Nom série  Déconfiture au petit déjeuner  posté le 27/08/2007 Modifier cet avis Achat conseillé ? Non
Note Note: 3/5 (Pas mal)
J’ai été surpris de découvrir que cette BD était parue dans les années 80 car Binet y fait preuve d’une audace graphique que je croyais beaucoup plus récente. Les histoires courtes qui composent cet album sont en effet dessinées dans trois styles différents. L’histoire chapeau dont les pages uniques entrecoupent successivement les autres récits est faite dans le style habituel de Binet, le style de "les bidochons". Un tiers des autres est dans un style au trait assez proche mais à la colorisation en pastels noir et blanc sombre et grumeleuse. Et les deux autres tiers sont dans un style très personnel, beaucoup plus lâché mais également très expressif. J’aime bien ce dernier dessin que je trouve original et assez fort même si je le trouve un peu trop glauque à mon goût.

Et glauques, ces histoires courtes le sont, parfois un peu trop car elles en oublient quelques fois d’être drôles. L’ambiance et la thématique des récits m’ont un peu fait penser aux « idées noires » de Franquin. Cependant, je n’ai pas été totalement convaincu car je n’ai pas été tellement accroché par ces récits. J’en ai trouvé certains un peu vains, mais surtout j’ai trouvé qu’assez peu d’entre eux étaient drôles.

Ca reste cependant de bonnes petites histoires noires, bien racontées et joliment dessinées.

Nom série  Fabien M.  posté le 27/08/2007 Modifier cet avis Achat conseillé ? Non
Note Note: 3/5 (Pas mal)
J’ai un avis un peu mitigé sur cette série. Elle dispose de qualités mais son scénario ne m’a pas captivé.

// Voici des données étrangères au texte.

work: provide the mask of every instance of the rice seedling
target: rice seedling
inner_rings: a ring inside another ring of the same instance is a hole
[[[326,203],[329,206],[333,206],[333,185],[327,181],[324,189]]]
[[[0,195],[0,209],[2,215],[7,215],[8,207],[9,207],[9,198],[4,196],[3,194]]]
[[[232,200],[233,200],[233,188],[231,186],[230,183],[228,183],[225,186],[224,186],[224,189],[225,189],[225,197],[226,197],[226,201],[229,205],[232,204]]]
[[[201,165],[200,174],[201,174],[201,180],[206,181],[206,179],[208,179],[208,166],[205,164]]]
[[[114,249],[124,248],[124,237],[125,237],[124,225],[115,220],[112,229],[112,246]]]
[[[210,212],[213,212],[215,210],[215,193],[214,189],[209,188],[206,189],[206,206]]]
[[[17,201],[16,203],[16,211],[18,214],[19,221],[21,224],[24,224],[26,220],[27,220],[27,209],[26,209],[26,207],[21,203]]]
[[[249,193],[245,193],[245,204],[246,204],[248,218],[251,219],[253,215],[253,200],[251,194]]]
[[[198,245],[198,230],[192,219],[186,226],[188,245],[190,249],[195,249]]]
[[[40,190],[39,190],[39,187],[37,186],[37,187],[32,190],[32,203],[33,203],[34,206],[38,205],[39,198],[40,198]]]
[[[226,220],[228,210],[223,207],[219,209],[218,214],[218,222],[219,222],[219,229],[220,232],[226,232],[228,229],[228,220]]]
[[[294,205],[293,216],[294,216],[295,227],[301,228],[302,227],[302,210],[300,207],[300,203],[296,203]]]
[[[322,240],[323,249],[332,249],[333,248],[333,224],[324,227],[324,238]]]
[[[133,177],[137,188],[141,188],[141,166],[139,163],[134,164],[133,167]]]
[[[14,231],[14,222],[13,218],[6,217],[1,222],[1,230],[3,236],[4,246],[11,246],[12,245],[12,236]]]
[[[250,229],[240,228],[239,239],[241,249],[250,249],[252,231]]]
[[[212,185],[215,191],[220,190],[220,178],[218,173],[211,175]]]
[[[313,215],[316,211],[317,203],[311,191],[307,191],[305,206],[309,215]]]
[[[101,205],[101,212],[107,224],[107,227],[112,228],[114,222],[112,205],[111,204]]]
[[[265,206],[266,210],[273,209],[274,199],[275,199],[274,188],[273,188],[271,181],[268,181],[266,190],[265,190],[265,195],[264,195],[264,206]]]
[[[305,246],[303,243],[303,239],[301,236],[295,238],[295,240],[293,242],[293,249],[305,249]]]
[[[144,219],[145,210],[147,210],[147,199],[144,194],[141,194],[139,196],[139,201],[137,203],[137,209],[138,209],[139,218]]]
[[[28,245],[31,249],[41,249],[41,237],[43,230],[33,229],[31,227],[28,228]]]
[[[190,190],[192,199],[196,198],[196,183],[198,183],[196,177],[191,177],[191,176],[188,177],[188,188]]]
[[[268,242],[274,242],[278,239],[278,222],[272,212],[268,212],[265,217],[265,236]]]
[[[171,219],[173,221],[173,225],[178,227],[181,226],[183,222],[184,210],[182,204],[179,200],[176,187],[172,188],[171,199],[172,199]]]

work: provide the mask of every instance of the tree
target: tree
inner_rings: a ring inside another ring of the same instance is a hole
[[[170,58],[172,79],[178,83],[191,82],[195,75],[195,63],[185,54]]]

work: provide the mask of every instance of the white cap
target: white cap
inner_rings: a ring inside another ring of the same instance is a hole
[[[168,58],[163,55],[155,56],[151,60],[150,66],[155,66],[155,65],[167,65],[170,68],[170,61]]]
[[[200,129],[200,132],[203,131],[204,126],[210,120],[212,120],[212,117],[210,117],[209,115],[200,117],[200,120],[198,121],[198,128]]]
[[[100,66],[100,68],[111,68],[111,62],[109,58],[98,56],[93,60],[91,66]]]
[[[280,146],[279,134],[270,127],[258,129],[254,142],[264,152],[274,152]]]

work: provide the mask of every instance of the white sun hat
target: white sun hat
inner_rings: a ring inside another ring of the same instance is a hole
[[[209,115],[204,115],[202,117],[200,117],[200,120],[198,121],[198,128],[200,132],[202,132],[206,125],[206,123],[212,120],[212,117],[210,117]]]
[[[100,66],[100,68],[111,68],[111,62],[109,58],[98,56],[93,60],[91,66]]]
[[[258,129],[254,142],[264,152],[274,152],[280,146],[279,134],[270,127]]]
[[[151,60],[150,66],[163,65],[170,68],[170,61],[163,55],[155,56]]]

Son dessin est bon. Les décors du tout début 20e siècle sont sympathiques. Les personnages sont relativement réussis même si je n’aime pas toujours leurs visages au niveau de la mâchoire et de la bouche. Mais je trouve le tout un peu trop lisse, trop propre. Sensés représenter les bas-fonds français dans les années 1900, je trouve qu’ils manquent un peu de vie et d’authenticité. Et les scènes marines à partir du 3e tome ne m’ont pas non plus tellement convaincu, je trouve les bateaux manquent également de réalisme.
Et pour finir, je n’aime pas trop non plus la colorisation. Elle est techniquement maîtrisée et bien faite mais les palettes chromatiques de chaque planche me plaisent très rarement. J’ai noté par exemple une envie de l’auteur de mettre régulièrement du rouge qui se marie souvent mal avec les autres couleurs qu’il a choisies.

Quant au scénario, après un premier tome qui m’a plutôt ennuyé, il prend de la consistance à partir du second tome et se lance pour de bon dans son intrigue. Cependant, une histoire de société secrète autour de 1900, ça devient vraiment trop cliché pour moi, et je n’ai pas accroché. Je ne trouve pas le héros très attachant, pas plus que son frère inutile et pesant la majorité du temps. Et son association avec la jolie brune et son malin d’oncle m’a parue artificielle.
Les récits sont cependant bien menés, bien racontés malgré quelques petites facilités scénaristiques. Chaque tome forme une bonne histoire d’aventure policière dans une ambiance 1900 qui n’est pas mauvaise.

Même si cette série est de bonne qualité, elle ne m’a donc pas vraiment charmé. Mais elle reste une bonne lecture de divertissement.